People are central to Chu’s principles as a founder, and she believes they were invaluable to the company’s pivot journey as well. A priority focus of the pivot action plan for her, therefore, was to explain to her team why and how the company was going to execute the pivot.
But that was not the only thing she had on her mind at the time. A much deeper concern emerged out of the crisis for the company as well as for Chu as a founder–that of the company’s resilience.
“[From] when we first launched all the way up to pre-COVID-19 times, we have had great success. We’re essentially the textbook classic hockey stick,” she says. “Facing unprecedented level of challenges in such a sharp way… I kind of felt that it is truly the time where relationships were being put to the test; our beliefs, values and self-worth were being put to the test.”
She adds that what’s truly needed for companies to pull through the crisis is to have adaptability built into their approach. Crisis or no crisis, she says, it’s all about survival of the fittest.

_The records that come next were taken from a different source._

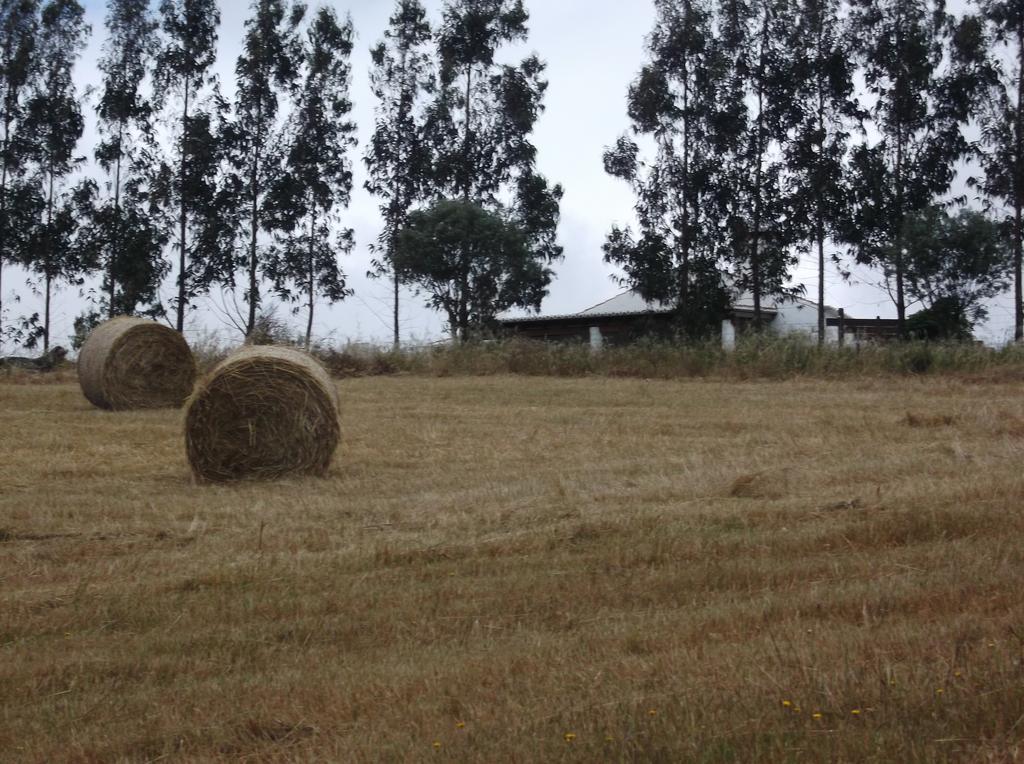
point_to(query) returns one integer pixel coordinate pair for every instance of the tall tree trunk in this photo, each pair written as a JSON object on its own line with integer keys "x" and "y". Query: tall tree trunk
{"x": 820, "y": 236}
{"x": 3, "y": 213}
{"x": 254, "y": 225}
{"x": 467, "y": 139}
{"x": 311, "y": 273}
{"x": 819, "y": 225}
{"x": 684, "y": 271}
{"x": 183, "y": 218}
{"x": 116, "y": 238}
{"x": 1019, "y": 192}
{"x": 48, "y": 264}
{"x": 464, "y": 298}
{"x": 397, "y": 336}
{"x": 758, "y": 170}
{"x": 898, "y": 212}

“The definition of the fittest isn’t the biggest or the most well-resourced,” she says. “Survival of the fittest is about adaptability. It has always been about that.”
For YouTrip, this trait was thoroughly put to the test during the pandemic. Ultimately however, Chu notes that it was the team’s resilience and agility that shifted the balance to YouTrip’s advantage. This, to Chu, was the most important lesson to take away as a founder leading her company into a pivot during a crisis.
“My biggest lesson is really treating people well and showing care and understanding,” she says. “I know it sounds very soft, but I don’t think anything else is more important than this.”
These words reflect what truly tied YouTrip’s pivot together–Chu’s distinctive leadership values that kept the company hinged on its mission, relying on the unity of her team, and leading the company decisively through a global crisis.